Despite the fact that function word-based markers are state-of-the-art, they basically rely on the bag of words assumption, which stipulates that text is a set of independent tokens. This approach completely ignores the fact that there is a syntactic structure and latent sequential information in the text. This is partly true for Part-Of-Speech n-grams as well, since they are based on the underlying assumption stipulating that text is a set of independent n- tokens’ segments. De Roeck et al. [DER 04] have shown that frequent words, including function words, are not distributed homogeneously over a text. This provides evidence of the fact that the bag of words assumption is invalid. In fact, critiques have been made in the field of authorship attribution charging that many works are based on invalid assumptions [RUD 97] and that researchers are focusing on attribution techniques rather than coming up with new style markers that are more precise and based on less strong assumptions.
In an effort to develop more complex yet computationally feasible stylistic features that are more linguistically motivated, Hoover [HOO 03] pointed out that exploiting the sequential information existing in the text could be a promising line of work. He proved that frequent word sequences and collocations can be used with high reliability for stylistic attribution. In another study, Quiniou et al. [QUI 12] showed the interest of sequential data mining methods for the stylistic analysis of large texts. They claimed that relevant and understandable patterns that may be characteristic of a specific type of text can be extracted using sequential data mining techniques.
In this line of thought, here we study the problem of authorship attribution in classic French literature. Our aim is to evaluate the effectiveness of style markers extracted using sequential data mining techniques for authorship attribution. In this contribution, we focus on extracting style markers using sequential rule mining. We compare results given by these new style markers with that of the state-of-the-art features like function words frequencies and Part-Of-Speech n-grams, and we assess whether this type of marker is sufficient for accurate identification of authors.
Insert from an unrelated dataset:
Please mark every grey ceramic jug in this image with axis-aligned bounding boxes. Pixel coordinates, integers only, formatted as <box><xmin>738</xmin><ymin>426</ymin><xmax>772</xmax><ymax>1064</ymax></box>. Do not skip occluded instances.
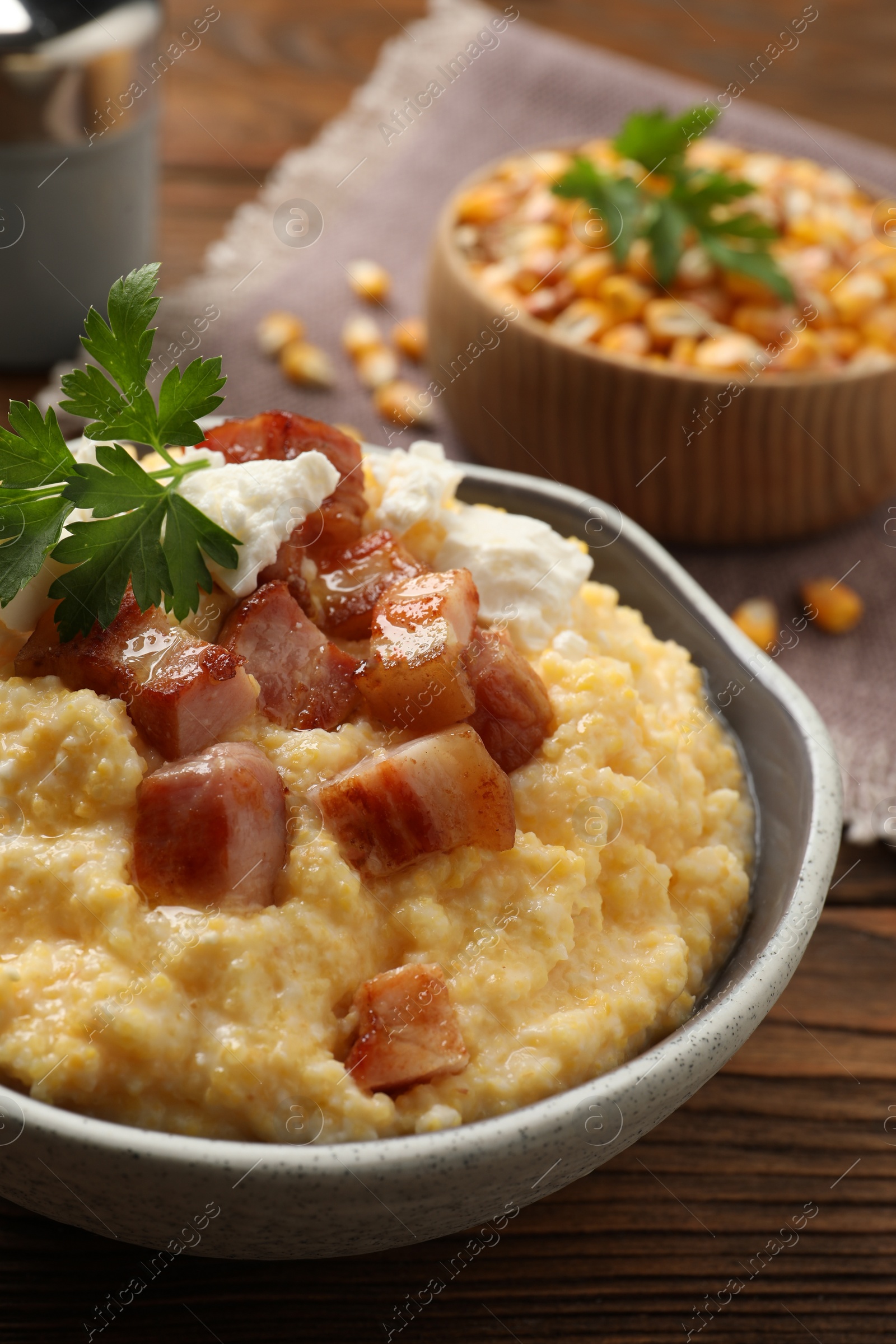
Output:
<box><xmin>0</xmin><ymin>0</ymin><xmax>164</xmax><ymax>370</ymax></box>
The rest of the chapter is organized as follows. In section 8.2, we give a theoretical overview of the computational authorship attribution process. Then, in section 8.3, we present our working hypothesis and its corresponding stylistic markers. In section 8.4, we make a projection of the sequential data mining problem in our context, and we explain how the sequential rule-based style markers are extracted. The experimental evaluation settings are presented in section 8.5 in which we describe the dataset used in the experiment, and then present the employed classification scheme and algorithm. The results and discussions are presented in section 8.6. Finally, section 8.7 concludes the chapter.